Will Jan. 20, 2017 — inauguration day — be another 'date which will live in infamy'?

To the editor: In modern times there have been two dates that shocked to the nation and threatened our greatness: Dec. 7, 1941, and Sept. 11, 2001.

To those two dates we may now add a third: Jan. 20, 2017.

Pearl Harbor and 9/11 represented physical attacks on us. We were unprepared. But Inauguration Day 2017 is different: There is no physical assault by some outside force, and we had plenty of time to prevent it.

Via a contraption called the electoral college, the loser of the popular vote by almost 3 million ballots has been allowed to emerge as the winner of the election. We can’t blame foreigners (Russian meddling notwithstanding) — we’ve done it to ourselves. Donald Trump will now tread in the footsteps George Washington, Thomas Jefferson and Abraham Lincoln.

America has damaged itself. The best encapsulation of what has befallen us has already been delivered, fittingly, by a comic book character. It was Pogo the possum who said, “We have met the enemy and he is us.”

Barry Berkeley, Culver City


To the editor: As Trump has gazed out the windows at the top of his tower in New York, I am sure he has noticed the golden flame, shining in the mid-day sun, atop the Statue of Liberty.

I hope he is not blind to the true greatness of this country, which this great statue symbolizes. In case Trump has forgotten, here is what is written beneath the gold, at the base of Lady Liberty:

“Give me you tired, your poor, your huddled masses yearning to breathe free, the wretched refuse of you teeming shore. Send these, the homeless, tempest-tossed to me, I lift my lamp beside the golden door.”

Paul Clarke, Northridge


To the editor: Perhaps Steve Lopez, who writes of his decision to attend Trump’s inauguration Friday, should consult a dictionary for the meaning of “journalist.” (“Scum of the earth lowlife packs a bag for Trump's inauguration,” Jan. 18)

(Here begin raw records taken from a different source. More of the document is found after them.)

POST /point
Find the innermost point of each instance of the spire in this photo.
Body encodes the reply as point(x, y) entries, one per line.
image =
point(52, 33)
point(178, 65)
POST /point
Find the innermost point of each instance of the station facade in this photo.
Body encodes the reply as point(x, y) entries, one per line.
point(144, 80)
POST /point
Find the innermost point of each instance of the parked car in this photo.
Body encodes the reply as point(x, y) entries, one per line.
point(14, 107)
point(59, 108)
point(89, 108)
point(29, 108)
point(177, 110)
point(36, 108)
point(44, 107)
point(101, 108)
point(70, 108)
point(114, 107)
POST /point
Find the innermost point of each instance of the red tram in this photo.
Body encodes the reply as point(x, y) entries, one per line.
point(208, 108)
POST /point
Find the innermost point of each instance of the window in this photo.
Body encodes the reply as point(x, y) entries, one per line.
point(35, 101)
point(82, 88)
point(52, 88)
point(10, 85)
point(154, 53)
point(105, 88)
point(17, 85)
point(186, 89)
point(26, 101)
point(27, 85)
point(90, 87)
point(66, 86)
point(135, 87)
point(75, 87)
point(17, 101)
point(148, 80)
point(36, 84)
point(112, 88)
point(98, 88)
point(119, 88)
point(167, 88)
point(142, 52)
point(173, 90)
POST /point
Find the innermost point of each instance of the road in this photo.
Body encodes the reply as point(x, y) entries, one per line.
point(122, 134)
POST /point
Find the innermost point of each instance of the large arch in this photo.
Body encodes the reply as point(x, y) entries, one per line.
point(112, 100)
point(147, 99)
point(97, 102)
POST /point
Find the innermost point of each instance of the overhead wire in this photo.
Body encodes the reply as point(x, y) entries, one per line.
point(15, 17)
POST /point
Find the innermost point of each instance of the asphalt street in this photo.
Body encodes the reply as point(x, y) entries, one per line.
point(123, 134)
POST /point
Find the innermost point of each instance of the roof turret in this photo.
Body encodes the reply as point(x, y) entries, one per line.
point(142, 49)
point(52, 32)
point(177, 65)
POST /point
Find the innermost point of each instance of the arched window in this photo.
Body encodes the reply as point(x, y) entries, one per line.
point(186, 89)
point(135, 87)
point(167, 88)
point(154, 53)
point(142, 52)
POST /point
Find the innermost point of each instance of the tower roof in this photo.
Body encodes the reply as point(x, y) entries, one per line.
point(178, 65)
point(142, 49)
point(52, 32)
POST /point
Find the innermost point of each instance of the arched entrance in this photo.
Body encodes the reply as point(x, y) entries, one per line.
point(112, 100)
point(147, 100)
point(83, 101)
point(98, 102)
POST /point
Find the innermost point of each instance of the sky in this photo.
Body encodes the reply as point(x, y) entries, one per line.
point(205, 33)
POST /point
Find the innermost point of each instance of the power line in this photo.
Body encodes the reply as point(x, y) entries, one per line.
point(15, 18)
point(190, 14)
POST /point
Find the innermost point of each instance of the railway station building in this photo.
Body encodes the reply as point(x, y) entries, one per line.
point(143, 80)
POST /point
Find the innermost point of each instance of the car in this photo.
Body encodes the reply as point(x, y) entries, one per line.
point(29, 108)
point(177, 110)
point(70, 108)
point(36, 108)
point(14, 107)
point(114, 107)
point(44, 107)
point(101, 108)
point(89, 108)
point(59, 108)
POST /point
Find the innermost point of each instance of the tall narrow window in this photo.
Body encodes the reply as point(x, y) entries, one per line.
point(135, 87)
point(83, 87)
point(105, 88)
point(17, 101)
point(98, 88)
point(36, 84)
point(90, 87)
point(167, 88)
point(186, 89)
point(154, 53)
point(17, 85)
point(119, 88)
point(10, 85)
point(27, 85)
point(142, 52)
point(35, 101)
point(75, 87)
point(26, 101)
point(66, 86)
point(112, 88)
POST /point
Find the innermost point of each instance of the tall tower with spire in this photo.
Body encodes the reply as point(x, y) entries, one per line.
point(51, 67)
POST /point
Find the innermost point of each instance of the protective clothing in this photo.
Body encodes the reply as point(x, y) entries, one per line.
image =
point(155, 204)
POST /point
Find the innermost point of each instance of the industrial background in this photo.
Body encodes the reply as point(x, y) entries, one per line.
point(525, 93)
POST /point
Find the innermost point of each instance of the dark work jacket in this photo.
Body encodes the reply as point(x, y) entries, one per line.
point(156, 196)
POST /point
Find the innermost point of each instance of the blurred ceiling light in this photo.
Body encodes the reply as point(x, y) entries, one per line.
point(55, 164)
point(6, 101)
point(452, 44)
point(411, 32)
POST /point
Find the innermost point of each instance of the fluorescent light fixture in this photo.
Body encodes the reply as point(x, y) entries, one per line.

This latest Lopez piece is nothing but snarky opinion. It is obvious that he is very distraught over Hillary Clinton’ loss, but his whining isn’t journalism.

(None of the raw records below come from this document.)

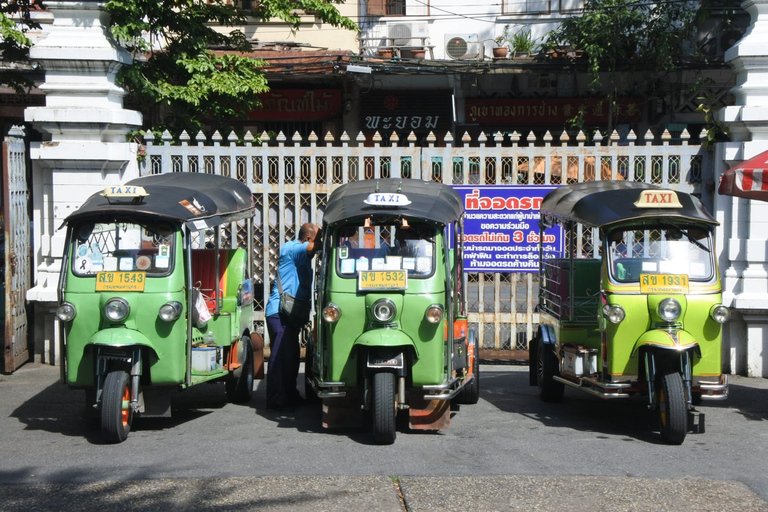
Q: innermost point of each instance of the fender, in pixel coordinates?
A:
(386, 338)
(121, 337)
(676, 340)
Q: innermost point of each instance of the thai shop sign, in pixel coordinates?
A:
(501, 228)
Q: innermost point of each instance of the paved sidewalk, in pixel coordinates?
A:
(381, 493)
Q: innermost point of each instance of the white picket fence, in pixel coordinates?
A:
(292, 179)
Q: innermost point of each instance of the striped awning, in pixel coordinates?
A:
(748, 179)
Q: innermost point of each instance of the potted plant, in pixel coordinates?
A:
(501, 44)
(522, 43)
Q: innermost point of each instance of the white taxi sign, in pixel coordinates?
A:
(387, 199)
(658, 199)
(124, 192)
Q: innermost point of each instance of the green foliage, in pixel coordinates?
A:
(626, 35)
(176, 68)
(15, 21)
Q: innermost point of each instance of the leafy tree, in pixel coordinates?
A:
(174, 65)
(15, 21)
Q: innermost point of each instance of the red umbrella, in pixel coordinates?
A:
(748, 179)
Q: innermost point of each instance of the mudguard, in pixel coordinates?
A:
(123, 338)
(386, 338)
(677, 340)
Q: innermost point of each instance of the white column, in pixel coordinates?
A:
(84, 126)
(744, 223)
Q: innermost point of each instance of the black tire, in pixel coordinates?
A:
(470, 394)
(384, 413)
(547, 366)
(240, 386)
(671, 406)
(116, 412)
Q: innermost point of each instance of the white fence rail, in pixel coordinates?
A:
(292, 179)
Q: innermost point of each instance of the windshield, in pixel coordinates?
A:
(385, 248)
(665, 250)
(124, 247)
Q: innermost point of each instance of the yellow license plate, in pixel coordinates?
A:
(120, 281)
(663, 283)
(382, 280)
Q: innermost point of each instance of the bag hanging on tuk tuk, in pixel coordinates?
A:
(291, 308)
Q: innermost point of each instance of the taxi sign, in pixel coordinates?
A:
(663, 283)
(382, 280)
(658, 199)
(120, 281)
(387, 199)
(119, 193)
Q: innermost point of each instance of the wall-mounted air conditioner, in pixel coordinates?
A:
(463, 46)
(407, 34)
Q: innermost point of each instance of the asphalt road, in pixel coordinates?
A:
(508, 452)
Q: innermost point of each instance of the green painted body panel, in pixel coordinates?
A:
(425, 341)
(166, 342)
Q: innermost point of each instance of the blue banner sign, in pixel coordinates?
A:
(501, 228)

The growing number of opinion pieces disguised as news and journalism in The Times is reaching critical mass. I urge the newspaper to reevaluate.

John Moran, Thousand Oaks


To the editor: A bully is a wimp with a weapon. Trump is the ultimate bully, armed until now with bluster, bravado and money.

On Friday, he will be armed with the ultimate weapon: the presidency of the United States.

Now people worldwide can only wait and wonder if, how and when will he use this weapon on them. We the American people have permitted a potential of tragedy for the whole world.